Home » Java » How are Trove collections more efficient than the standard Java collections?

How are Trove collections more efficient than the standard Java collections?

Posted by: admin December 28, 2021 Leave a comment

Questions:

In an interview recently, I was asked about how HashMap works in Java and I was able to explain it well and explain that in the worst case the HashMap may degenerate into a list due to chaining. I was asked to figure out a way to improve this performance but I was unable to do that during the interview. The interviewer asked me to look up “Trove”.

I believe he was pointing to this page. I have read the description provided on that page but still can’t figure out how it overcomes the limitations of the java.util.HashMap.

Even a hint would be appreciated. Thanks!!

Answers:

The key phrase there is open addressing. Instead of hashing to an array of buckets, all the entries are in one big array. When you add an element, if the space for it is already in use you just move down the array to find a free space.

As long as the array is kept sufficiently bigger than the number of entries and the hash function is well distributed it’s possible to keep average lookup times small. And by having one array you can get better performance – it’s more cache friendly.

However it still has worst-case linear behaviour if (say) every key hashes to the same value, so it doesn’t avoid that issue.

###

It seems to me from the Trove page that there are two main differences that improve performance.

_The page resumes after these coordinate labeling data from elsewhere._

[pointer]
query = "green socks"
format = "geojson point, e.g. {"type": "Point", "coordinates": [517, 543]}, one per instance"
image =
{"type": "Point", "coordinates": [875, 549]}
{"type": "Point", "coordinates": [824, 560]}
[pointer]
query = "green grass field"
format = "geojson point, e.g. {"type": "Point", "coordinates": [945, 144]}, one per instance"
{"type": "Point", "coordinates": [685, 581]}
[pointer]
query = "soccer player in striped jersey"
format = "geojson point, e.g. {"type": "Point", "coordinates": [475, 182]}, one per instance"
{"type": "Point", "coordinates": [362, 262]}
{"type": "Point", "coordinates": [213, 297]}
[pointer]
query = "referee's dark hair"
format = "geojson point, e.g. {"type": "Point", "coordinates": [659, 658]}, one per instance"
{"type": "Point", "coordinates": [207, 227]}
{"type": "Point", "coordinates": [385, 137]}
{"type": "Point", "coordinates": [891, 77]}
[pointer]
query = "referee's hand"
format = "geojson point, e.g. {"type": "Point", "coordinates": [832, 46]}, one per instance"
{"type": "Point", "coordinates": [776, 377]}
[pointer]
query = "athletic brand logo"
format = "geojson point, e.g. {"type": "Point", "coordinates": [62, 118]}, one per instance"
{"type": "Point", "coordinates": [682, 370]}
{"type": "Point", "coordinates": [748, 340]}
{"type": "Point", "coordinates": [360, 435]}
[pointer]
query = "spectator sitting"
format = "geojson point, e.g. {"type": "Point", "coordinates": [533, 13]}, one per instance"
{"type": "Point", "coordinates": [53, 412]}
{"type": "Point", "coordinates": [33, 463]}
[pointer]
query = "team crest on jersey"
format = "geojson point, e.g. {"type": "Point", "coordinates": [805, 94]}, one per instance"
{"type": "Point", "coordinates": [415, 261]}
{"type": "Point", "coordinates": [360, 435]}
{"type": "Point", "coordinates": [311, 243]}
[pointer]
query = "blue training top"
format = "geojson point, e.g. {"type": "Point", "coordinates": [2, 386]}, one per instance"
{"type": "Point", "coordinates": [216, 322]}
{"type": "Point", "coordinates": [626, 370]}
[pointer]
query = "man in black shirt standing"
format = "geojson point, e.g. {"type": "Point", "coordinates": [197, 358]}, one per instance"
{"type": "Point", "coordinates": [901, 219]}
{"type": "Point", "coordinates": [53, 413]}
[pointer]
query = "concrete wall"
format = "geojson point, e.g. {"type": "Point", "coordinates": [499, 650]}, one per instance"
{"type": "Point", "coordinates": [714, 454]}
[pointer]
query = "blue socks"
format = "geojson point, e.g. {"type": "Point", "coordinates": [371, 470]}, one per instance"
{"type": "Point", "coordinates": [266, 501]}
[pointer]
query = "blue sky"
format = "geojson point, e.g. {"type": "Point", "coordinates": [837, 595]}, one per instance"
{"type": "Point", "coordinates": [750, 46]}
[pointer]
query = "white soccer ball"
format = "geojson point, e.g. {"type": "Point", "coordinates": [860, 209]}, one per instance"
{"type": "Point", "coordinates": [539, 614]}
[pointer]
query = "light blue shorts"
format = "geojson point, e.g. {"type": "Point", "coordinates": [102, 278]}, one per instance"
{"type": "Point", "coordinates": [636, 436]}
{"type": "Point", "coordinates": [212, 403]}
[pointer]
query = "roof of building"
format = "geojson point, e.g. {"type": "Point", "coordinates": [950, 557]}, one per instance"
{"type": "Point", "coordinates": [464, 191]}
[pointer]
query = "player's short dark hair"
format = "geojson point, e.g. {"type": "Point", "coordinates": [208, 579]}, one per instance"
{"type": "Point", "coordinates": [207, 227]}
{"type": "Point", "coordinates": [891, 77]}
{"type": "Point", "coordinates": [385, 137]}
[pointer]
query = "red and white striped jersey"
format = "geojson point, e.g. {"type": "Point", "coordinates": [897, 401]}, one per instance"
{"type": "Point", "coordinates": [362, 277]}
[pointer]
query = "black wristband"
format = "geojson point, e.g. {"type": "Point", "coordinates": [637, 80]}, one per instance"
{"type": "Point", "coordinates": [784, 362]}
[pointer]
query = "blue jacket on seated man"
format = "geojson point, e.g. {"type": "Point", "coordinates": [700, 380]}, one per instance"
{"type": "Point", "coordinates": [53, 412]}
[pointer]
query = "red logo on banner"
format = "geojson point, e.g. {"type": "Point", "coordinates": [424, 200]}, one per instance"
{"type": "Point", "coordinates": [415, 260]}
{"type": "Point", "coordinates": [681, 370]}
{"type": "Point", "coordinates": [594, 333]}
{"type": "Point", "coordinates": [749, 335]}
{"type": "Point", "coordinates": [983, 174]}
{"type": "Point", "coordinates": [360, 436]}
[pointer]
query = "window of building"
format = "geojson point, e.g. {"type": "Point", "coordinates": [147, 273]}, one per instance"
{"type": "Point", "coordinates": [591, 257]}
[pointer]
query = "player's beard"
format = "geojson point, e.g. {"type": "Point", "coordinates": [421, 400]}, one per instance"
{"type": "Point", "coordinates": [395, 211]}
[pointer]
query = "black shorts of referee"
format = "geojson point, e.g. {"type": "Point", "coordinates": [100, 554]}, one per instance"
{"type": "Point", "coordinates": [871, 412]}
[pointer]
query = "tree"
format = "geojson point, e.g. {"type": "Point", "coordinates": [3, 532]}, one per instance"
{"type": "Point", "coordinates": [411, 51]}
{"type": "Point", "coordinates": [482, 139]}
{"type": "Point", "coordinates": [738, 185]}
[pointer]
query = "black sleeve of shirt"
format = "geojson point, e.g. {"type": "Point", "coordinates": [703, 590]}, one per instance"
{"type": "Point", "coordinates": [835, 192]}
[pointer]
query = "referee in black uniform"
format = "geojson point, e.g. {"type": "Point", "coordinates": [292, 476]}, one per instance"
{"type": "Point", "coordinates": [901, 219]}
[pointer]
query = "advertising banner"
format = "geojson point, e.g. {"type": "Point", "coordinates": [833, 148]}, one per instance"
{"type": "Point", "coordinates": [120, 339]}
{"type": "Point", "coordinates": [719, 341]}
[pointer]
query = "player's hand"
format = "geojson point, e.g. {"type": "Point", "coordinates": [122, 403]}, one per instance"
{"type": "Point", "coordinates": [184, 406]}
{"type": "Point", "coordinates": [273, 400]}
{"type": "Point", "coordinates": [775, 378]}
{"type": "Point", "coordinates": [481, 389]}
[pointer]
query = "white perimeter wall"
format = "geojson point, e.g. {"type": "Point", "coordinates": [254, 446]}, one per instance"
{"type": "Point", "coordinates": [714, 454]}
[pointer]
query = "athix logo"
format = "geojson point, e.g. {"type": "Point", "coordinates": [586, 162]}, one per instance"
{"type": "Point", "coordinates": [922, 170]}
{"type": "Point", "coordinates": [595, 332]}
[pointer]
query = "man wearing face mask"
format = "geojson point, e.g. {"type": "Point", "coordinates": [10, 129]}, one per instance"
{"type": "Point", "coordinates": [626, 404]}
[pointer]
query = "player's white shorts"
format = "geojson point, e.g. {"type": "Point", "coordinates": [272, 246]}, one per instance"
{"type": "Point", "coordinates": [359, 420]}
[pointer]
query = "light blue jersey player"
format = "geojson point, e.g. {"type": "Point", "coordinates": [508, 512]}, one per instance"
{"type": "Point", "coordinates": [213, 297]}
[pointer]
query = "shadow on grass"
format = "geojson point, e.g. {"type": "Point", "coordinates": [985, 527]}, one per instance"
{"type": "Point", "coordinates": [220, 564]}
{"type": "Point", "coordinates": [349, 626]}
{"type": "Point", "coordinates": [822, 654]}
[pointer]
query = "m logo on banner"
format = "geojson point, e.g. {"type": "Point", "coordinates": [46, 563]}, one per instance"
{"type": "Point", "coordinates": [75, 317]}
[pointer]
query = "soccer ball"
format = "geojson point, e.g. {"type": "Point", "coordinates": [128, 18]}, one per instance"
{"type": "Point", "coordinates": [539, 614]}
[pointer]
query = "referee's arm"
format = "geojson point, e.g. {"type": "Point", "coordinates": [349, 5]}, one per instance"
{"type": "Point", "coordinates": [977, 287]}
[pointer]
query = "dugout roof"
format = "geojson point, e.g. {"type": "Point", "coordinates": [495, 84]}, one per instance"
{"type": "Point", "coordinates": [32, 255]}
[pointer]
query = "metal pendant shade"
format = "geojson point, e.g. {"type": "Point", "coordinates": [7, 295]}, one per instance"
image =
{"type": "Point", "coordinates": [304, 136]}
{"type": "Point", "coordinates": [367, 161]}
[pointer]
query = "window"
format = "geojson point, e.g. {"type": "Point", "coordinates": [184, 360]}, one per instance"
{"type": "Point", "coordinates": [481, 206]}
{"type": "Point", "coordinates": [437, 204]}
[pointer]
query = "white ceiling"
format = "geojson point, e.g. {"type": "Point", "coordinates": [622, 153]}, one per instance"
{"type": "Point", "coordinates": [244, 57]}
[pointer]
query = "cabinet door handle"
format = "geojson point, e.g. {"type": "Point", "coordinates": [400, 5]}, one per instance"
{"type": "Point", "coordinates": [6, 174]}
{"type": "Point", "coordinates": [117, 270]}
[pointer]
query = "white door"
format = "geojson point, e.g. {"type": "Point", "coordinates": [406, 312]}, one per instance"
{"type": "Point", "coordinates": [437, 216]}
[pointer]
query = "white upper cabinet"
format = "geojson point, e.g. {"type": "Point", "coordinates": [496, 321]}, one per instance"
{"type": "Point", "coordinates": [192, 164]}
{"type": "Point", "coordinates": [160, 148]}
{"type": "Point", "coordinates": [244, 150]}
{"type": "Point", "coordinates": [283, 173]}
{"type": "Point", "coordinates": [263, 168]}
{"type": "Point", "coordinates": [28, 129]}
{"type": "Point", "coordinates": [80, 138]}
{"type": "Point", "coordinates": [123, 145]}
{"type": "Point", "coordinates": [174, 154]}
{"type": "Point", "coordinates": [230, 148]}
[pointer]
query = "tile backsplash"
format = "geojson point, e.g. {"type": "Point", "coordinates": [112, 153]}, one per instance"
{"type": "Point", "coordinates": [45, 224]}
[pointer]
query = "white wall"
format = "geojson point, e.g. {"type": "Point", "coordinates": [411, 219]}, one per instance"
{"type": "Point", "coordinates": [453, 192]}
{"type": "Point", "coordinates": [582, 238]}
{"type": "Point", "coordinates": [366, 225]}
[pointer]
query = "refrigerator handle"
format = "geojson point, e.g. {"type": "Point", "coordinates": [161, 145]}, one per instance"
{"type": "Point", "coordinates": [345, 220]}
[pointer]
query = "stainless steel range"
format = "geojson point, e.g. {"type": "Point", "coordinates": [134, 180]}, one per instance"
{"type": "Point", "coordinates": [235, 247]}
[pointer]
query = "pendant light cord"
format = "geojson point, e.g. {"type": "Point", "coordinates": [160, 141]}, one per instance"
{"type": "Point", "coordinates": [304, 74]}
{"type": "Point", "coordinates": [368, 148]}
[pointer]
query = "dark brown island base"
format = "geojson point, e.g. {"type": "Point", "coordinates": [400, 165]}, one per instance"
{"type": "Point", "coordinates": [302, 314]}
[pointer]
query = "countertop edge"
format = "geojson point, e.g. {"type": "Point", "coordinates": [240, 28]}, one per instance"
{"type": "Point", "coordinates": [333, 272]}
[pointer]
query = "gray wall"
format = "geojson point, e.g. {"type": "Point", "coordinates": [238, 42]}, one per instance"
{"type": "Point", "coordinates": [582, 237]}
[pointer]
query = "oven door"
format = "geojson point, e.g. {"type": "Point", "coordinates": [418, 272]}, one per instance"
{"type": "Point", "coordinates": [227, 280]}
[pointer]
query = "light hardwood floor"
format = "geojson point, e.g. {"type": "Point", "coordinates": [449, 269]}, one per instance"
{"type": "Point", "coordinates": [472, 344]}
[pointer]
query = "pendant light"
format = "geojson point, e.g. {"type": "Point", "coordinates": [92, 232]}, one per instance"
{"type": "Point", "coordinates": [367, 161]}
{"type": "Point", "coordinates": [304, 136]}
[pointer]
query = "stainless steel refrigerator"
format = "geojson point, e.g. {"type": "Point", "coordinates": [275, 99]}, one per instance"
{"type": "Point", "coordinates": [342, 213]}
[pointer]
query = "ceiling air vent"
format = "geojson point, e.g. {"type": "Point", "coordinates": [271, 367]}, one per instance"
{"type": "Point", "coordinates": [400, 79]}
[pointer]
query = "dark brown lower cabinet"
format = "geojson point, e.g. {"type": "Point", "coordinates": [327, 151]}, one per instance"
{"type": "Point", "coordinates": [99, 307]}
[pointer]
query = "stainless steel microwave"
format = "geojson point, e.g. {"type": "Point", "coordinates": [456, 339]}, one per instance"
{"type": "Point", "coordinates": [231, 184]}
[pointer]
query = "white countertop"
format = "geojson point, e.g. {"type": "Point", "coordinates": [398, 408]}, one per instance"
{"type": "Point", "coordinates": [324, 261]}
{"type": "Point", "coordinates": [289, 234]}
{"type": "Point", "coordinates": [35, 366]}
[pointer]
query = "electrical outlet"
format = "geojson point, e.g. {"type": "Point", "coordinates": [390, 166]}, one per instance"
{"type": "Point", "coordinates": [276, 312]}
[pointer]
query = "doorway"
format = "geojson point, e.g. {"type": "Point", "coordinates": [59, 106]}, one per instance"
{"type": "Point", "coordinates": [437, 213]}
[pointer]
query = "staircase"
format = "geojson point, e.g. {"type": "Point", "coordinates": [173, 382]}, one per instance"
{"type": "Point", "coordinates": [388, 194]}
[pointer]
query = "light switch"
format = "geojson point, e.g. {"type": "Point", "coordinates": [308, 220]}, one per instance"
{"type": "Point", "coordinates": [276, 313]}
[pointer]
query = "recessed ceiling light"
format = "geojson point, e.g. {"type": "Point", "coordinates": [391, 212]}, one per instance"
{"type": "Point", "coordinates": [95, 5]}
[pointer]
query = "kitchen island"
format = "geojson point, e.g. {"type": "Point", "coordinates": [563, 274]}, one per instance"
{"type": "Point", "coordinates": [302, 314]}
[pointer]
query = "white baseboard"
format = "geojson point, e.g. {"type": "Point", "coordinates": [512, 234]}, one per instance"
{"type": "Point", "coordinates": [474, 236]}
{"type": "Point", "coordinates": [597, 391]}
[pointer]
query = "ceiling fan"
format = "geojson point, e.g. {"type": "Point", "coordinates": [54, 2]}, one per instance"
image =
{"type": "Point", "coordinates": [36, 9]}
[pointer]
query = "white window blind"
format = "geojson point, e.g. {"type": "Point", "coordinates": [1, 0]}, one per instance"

The first is the use of open addressing (http://en.wikipedia.org/wiki/Hash_table#Open_addressing). This doesn’t avoid the collision issue, but it does mean that there’s no need to create “Entry” objects for every item that goes in the map.

The second important difference is being able to provide your own hash function, which differs from the one provided by the class of the keys. So you could provide a much faster hash function if it made sense to do so.

###

One advantage of Trove is that it avoids object creation, especially for primitives.
For big hashtables in an embedded java device this can be advantageous due fewer memory consumption.

The other advantage, I saw is the use of custom hash codes / functions without the need to override hashcode(). For a specific data set, and an expert in writing hash functions this can be an advantage.